Explainer: https://github.com/w3c/webappsec-feature-policy/blob/master/document-policy-explainer.md

**koto**: You mentioned that it's similar to CSP. Does the policy flow through `about:blank`?

**Ian**: Yes. Idea is to fit the same model as CSP with regard to inheritence.

**mike**: Should we move to structured headers?

**Ian**: No reason not to use that for document policy. Might not be able to do so for Feature Policy.

**Mike**: Two parsers for FP would be bad.

**Ian**: Also ambigious cases.

**Mike**: How do you decide which to put where?

**Ian**: FP uses the "Powerful features" model. Expectation is that it's a boolean flag. Should be blocked in third-party frames by default.

...: DP is everything else.

**Artur**: Do you intend document policy to be purely restrictive? Or can it also change behavior? This matters for cross-origin interop. If behavior changes, it's weird. Banning something is easier to reason about.

**Ian**: You should be able to set your lazy-load policy, which does change behavior.

**Mike**: Strategy to use FP to deprecate features. Add a feature for a thing you don't like, let folks turn it off.

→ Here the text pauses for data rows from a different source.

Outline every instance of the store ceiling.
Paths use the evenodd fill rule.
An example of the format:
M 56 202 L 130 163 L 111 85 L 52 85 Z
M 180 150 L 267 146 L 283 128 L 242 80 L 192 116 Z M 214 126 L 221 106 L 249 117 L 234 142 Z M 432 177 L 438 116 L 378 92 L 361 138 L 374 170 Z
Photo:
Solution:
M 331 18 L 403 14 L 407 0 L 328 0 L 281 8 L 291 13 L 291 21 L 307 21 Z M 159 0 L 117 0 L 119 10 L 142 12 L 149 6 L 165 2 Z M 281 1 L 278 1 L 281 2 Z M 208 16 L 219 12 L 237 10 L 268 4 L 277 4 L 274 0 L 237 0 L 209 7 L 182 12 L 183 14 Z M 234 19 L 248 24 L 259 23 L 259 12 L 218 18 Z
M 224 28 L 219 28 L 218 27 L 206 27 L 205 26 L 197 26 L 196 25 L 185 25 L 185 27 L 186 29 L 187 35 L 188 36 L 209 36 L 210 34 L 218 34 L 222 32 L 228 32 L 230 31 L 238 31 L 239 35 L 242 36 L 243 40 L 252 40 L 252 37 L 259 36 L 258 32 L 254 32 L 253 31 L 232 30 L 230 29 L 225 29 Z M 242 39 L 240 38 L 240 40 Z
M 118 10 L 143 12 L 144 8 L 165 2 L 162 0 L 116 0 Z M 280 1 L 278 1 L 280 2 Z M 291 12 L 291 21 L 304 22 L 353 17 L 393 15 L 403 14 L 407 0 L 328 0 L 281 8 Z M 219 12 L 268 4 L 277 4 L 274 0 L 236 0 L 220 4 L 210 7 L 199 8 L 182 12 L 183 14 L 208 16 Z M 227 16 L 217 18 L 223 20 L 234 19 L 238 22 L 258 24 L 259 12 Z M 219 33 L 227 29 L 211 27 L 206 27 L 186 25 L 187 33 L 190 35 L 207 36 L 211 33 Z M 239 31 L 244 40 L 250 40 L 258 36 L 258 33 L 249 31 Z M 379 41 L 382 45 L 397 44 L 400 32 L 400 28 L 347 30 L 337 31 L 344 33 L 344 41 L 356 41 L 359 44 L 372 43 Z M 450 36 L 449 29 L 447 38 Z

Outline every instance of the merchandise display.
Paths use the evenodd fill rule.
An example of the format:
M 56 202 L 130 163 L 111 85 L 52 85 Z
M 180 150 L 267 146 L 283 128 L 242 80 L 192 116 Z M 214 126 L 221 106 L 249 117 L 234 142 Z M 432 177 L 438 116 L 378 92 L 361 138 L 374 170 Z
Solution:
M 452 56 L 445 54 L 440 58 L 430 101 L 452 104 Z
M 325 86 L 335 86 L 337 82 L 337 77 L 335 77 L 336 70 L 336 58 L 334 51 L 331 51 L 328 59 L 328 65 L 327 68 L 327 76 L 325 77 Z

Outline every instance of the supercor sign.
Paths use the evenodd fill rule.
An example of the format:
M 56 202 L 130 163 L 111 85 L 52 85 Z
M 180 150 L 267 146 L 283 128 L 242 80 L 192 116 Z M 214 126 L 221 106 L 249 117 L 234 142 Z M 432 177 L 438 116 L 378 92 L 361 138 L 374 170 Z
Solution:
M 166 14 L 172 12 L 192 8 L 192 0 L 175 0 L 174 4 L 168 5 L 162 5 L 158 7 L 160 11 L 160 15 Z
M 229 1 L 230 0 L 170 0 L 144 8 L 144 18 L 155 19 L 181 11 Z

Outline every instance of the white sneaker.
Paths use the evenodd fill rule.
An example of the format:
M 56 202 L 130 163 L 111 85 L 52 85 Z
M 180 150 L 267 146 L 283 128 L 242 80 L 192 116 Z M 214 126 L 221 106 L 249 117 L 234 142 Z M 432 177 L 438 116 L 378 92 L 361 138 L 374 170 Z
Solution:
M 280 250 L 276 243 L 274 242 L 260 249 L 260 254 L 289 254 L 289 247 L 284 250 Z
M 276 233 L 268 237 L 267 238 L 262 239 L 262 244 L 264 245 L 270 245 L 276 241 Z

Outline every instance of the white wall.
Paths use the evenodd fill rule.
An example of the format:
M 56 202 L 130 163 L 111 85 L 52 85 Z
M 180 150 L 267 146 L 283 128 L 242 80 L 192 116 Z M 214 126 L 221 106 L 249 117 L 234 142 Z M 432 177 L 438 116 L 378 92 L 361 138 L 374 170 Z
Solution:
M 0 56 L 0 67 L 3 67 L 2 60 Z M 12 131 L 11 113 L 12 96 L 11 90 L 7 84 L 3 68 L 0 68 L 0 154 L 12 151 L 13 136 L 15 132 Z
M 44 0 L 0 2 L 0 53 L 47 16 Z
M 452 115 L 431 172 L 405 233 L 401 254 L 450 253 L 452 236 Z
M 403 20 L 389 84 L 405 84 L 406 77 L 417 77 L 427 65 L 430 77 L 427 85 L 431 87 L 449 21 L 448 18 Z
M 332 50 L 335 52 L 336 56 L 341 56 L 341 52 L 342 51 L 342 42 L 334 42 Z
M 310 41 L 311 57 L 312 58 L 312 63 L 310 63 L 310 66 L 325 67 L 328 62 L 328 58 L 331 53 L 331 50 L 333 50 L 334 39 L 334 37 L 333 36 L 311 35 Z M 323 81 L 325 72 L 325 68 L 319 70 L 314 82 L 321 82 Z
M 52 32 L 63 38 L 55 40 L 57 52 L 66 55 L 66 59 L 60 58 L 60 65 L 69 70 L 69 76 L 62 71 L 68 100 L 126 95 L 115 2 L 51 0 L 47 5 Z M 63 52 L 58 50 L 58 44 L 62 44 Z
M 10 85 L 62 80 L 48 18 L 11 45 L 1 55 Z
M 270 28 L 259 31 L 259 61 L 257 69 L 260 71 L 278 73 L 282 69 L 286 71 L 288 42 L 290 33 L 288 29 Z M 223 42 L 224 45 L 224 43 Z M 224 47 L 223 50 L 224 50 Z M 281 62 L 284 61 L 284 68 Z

**Ian**: We've never done that successfully. SyncXHR has a feature, need to explicitly disallow. Don't have a good story about how to change it. If we were doing it again, I'm not sure we'd do it the same way. SyncXHR is the only one that doesn't follow the pattern for powerful features.

**Dan**: Is it used?

**Ian**: AMP uses it. Disables SyncXHR for ad frames. Moving to document policy is an interesting idea. How do we support it in both places?

**Mike**: Do you need to support it in both places?

**Ian**: Maybe not.

**Artur**: Integrated with Reporting API? Report-only mode?

**Ian**: Yes, FP is integrated today, expectation that DP would as well.

**Koto**: I didn't see that in the spec.

**Ian**: I think there's a reporting explainer in the repo explaining the other header.

**Artur**: I would love to see this, and love to see us extend the set of features through more legacy APIs. `javascript:` URLs. Lots of legacy behaviors that surprise developers and cause risk. Would be nice to prevent developers from using them as an opt-in. First step towards switching the default. Google would use.

**John**: Are you suggesting a broad flag like "modern". I'd like a "Will my site work in 5 years?" flag that opts-into the vision of how the web should work.

**Ian**: We've thought about bundling features like that. It would be nice to be able to do that. Must be careful that we don't do the same thing we did with sandbox. Changing the meaning of a word over time is hard to do.

**John**: Sure. `modern2020`, `modern2022`, etc.

**Koto**: For `javascript:` in particular, this is a specific anti-pattern that causes security issues. Lets us target it without all the complexity of CSP. Having that would be pretty cool. Bridges the gap between CSP and CSP Next. Complex things that CSP Next has no interest in addressing might fit better here.

**Mike**: Cookies. We talked about it in FP. We talked about it in CSP. Didn't really fit either.

**Ian**: Kinda like client hints? We have an experiment going wherein FP can control client hints. Perhaps this could fit into DP, using origins as parameters. Not really well for FP, where the allow list is about delegation. Controlling access to `document.cookie` might fit in DP?

**Mike**: Hrm. I thought we shipped that.

**Ian**: No. Implications unclear.

**Dominic**: Can you give some background on that policy? How much is it about performance?

**Ian**: Sync access to cookie store is, in fact, slow. Could replace with the async cookie API. Other folks just want to block access to cookies entirely.

**Artur**: Spectre. Reading cookie brings it into your address space, and makes it available to attackers.